23 August 2012

CQRS - Lessons Learned

So I'm thinking about what I might do differently next time I write an enterprise web app of sufficient complexity. The CQRS principle is great, and provides a lot of clarity to the problems created by using domain objects for both reads and writes. However, many of the presented examples have extra architectural trappings that were not needed in my case: especially a message bus.

Here's what I think my next one might look like.

Javascript-based MVVM UI

No one reads my blog, but if you had, this seems contradictory to previous posts and the fact that I hate JavaScript. But hating JavaScript as a web developer proves about as useful as hating air as a human. I pretty much have to have it, so why not make my experience with it as positive as possible.

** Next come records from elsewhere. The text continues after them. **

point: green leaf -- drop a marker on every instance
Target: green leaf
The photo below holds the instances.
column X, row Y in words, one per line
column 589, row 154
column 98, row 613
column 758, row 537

I ultimately really enjoyed my JS-MVVM experiences, despite being out of my comfort zone (without Intellisense or type checking). The performance of the application was amazing.

My flavor of JS-MVVM was Kendo UI for the last project. It's still a relatively new framework, but it's fairly well-rounded for its age. It's biggest strength to me is that it's only one product for UI controls, MVVM, validation, etc. That's as opposed to integrating several products for the same purpose like Knockout.js, jQuery UI, Chosen, etc. Now what it has in breadth, it lacks in depth. The controls are great, but not as customizable as I would like in many cases. Documentation is lacking, but so far it has at least had enough hints to get me pointed in the right direction.

Messaging

I have really liked the clean separation that messages provide. Particularly, I like commands and events. They break up user intent and domain activity into bite-sized chunks. This has helped guide me to focus on, analyze, and encapsulate the business value of a feature, more than just it's technical requirements. These chunks are much easier to understand, and react to than in a traditional data-centric model where a lot of interpretation code (based on what fields on the record have changed) has to take place before you can get into the business value.

Partial Synchronicity

In my last implementation, command executions were synchronous up until events were published, then the integrations (event handlers) ran asynchronously. If any domain errors were generated during command execution, the dispatcher would catch them and return the exception message to the client. (Bear in mind these are domain exceptions like "An item cannot be it's own parent, except in sci-fi.") If there were no errors, the dispatcher returned success.

I will likely do the same thing next time. I really like being able to give the user immediate feedback about their actions. A lot of CQRS literature espouses asynchronous commands, but I find it is much better to give the user immediate results of a command where possible. So I take this approach first, and I will adjust if I run into scenarios where immediate results aren't feasible.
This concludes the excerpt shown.